Sinfonie Nr. 6 F-Dur, op. 68 „Pastorale“ in der Fassung für Streichsextett von M. G. Fischer
(1810)

Besetzung:

Werkverzeichnisnummer: 2836

Satzbezeichnungen

1. Allegro ma non troppo
Erwachen heiterer Empfindungen bei der Ankunft auf dem Lande

2. Andante molto moto
Szene am Bach

3. Allegro
Lustiges Zusammensein der Landleute – Allegro Gewitter, Sturm

4. Allegretto
Hirtengesang Frohe und dankbare Gefühle nach dem Sturm

Erläuterungen

„Jeder Kunstkenner und Kunstfreund ist von dem hohen Werthe … aller Tonschöpfungen, die in dieser Musikgattung von dem hohen Fluge dieses wundersamen Romantikers erreicht worden sind, so erfüllt, dass es, nach so mancher Besprechung dieses genialen Charakter-Gemäldes in unseren und in anderen Blättern und nach so vielen Aufführungen desselben, Eulen nach Athen tragen hiesse, wenn wir wiederholt dabey verweilen wollten… Wie viele kleinere Städte gibt es nicht, die einen Genuss, wie ihn solche Werke gewähren, sich gar nicht verschaffen könnten, würde es auf solche und ähnliche Weise ihnen nicht möglich gemacht? Selbst in grösseren Städten, die sich tüchtiger Orchester erfreuen, geniesst man das Herrliche, hörte man es auch öffentlich öfter, als es gewöhnlich der Fall ist, doch auch gern im häuslich geselligen Kreise. Es wird also dem Unternehmen eine weite Verbreitung wohl nicht fehlen können.“

Mit diesen Worten rezensierte 1829 ein Kritiker der Allgemeinen musikalischen Zeitung eines der zahllosen Arrangements von Beethoven-Sinfonien für Kammerensembles, die damals die Auslagen der Musikverlage zierten. Die Gründe dafür waren jene pragmatischen, wie sie der Kritiker beschreibt: Längst nicht alle Hörerinnen und Hörer hatten die Chance, Beethoven-Sinfonien im Konzert zu erleben. Selbst wo ein solcher Grundbedarf mittels stehender Orchester gedeckt war, bestand nicht die Möglichkeit, ein solches Werk in einem Jahrzehnt mehr als ein oder zweimal zu hören, so daß notwendig das Bedürfnis entstand, die Noten in bearbeiteter Form mit nach Hause zu nehmen und dort selbst aufzuführen: in Klavierarrangements zu vier Händen oder in Bearbeitungen für die unterschiedlichsten Kammerensembles. Im Zeitalter des CD-Spielers hat dieses Repertoire zwar seine Existenzberechtigung eingebüßt, doch entfalten die Bearbeitungen heute gerade durch die klangliche Verfremdung des allzu Vertrauten wieder einen ganz eigenen Reiz.
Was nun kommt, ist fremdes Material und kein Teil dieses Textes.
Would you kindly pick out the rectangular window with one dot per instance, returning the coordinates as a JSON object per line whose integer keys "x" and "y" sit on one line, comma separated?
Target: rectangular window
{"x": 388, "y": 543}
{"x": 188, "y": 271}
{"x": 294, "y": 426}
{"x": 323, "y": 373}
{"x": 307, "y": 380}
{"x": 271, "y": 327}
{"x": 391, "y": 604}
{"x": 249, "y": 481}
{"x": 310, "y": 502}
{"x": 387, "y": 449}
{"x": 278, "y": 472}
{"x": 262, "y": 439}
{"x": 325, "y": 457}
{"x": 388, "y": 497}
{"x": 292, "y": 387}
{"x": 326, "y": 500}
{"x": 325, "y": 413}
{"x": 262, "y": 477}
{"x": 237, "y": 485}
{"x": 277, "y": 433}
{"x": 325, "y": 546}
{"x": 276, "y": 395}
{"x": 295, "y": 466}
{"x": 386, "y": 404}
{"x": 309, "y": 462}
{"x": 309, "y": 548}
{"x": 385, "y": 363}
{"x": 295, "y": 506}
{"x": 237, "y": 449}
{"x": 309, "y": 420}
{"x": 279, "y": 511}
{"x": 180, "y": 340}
Die Streichsextett-Bearbeitung der 6. Sinfonie, die der Erfurter Organist Michael Gotthart Fischer 1810 beim renommierten Musikverlag Breitkopf und Härtel in Leipzig erscheinen ließ, schloß regelrecht eine Marktlücke: Werke in der von Boccherini erfundenen Streichsextett-Besetzung waren damals noch selten. Schon allein als frühes Experiment mit dem sechsstimmigen Streichersatz ist Fischers Arrangement also ein reizvolles Dokument, zumal angesichts der Herausforderung, die Beethovens Vorlage für ein solches Unterfangen bedeutete.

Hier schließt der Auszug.